I don't have to care about installation paths or mirror selection. I don't have to care about having the right dependencies. I don't have to care about losing out on the latest version or wondering if the code works right on my machine. The tools are great.
(Caveat: sometimes I do have to worry about those things, but those are the exceptions which demonstrate how amazing it is that a system begun 14 years ago with tens of thousands of modules written by thousands of authors works together so well.)
Part of this is a testament to the Unix philosophy. Sub::Call::Tail does one thing and does it well. There's almost no interface. There's little to learn. It's a very simple language extension that, if it behaves properly, should only make your code clearer and somewhat more efficient (if you even need to measure it).
Part of this is that Yuval is a good, careful coder with good design sense. See also the first point.
Part of this is also that I have more than a decade of practical experience with Perl 5, so I know that I can trust Yuval and I know how to wrangle CPAN to do what I want. Then again, the CPAN ecosystem has improved so much even in the past three years that that ease doesn't come only from practical experience.
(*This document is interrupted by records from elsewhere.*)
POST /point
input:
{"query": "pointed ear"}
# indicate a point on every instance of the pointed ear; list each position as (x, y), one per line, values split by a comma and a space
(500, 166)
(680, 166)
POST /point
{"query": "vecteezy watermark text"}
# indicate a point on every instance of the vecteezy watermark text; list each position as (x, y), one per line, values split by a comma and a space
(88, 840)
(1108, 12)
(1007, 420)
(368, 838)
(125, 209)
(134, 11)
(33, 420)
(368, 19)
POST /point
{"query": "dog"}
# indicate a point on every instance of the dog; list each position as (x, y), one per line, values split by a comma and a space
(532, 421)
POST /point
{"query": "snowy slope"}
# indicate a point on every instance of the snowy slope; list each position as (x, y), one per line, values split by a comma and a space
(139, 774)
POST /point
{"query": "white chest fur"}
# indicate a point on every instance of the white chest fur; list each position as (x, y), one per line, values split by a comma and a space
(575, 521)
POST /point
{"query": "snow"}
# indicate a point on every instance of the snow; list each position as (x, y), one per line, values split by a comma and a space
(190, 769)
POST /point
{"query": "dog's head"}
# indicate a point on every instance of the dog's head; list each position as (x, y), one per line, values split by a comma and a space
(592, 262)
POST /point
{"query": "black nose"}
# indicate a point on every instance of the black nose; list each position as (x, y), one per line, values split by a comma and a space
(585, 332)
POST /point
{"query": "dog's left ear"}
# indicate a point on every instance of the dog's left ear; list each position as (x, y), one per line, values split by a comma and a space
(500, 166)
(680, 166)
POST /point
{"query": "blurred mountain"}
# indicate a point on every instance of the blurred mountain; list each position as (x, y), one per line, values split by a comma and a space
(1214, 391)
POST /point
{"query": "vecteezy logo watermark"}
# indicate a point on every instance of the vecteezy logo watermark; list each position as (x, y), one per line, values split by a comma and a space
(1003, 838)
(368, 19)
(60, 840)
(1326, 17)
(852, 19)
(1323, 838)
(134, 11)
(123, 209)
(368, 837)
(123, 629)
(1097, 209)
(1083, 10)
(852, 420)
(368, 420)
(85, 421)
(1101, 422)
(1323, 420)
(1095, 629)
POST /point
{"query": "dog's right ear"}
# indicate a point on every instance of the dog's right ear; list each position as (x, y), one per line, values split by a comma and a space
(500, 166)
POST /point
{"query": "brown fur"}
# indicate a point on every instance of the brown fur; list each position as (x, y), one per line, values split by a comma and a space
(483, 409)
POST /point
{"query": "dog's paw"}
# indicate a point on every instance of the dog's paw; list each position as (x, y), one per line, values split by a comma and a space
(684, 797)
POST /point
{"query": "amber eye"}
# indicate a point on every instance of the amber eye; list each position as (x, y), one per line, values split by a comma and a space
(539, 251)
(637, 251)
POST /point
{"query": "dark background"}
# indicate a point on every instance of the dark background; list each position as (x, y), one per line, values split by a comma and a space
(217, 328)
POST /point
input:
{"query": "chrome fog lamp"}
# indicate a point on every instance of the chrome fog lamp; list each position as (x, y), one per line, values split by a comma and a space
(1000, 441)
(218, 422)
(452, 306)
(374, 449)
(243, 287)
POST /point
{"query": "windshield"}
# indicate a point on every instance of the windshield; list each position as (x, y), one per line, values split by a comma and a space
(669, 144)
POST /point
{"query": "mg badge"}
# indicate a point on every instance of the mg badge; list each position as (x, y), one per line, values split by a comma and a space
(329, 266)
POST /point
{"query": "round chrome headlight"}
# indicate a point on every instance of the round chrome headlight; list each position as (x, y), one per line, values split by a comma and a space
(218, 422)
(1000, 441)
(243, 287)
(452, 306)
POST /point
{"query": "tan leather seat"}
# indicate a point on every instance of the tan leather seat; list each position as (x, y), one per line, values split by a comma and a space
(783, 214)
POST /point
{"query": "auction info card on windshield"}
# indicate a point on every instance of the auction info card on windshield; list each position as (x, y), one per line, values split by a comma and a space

Could an IDE replicate the CPAN experience? I suppose there could be a graphical IDE to browse and install CPAN distributions in the same way that some people find Synaptic easier to use than aptitude. I'd like to see such a thing, personally -- but make no mistake, that's just an interface over what makes CPAN work: the CPAN distribution system, CPAN metadata, CPAN Testers, CPANTS, community standards, and the realization among effective Perl programmers that programming modern Perl effectively means making the most of what's available on the CPAN.
My productivity doesn't depend on an IDE writing code for me or performing automatic refactorings. (I have no problem with the latter.) My productivity depends on reusing great code, most of it code I didn't have to write. If you overlook the CPAN tools because they don't come with a splash screen or a point and drag installer, you're overlooking one of the most powerful benefits of modern Perl.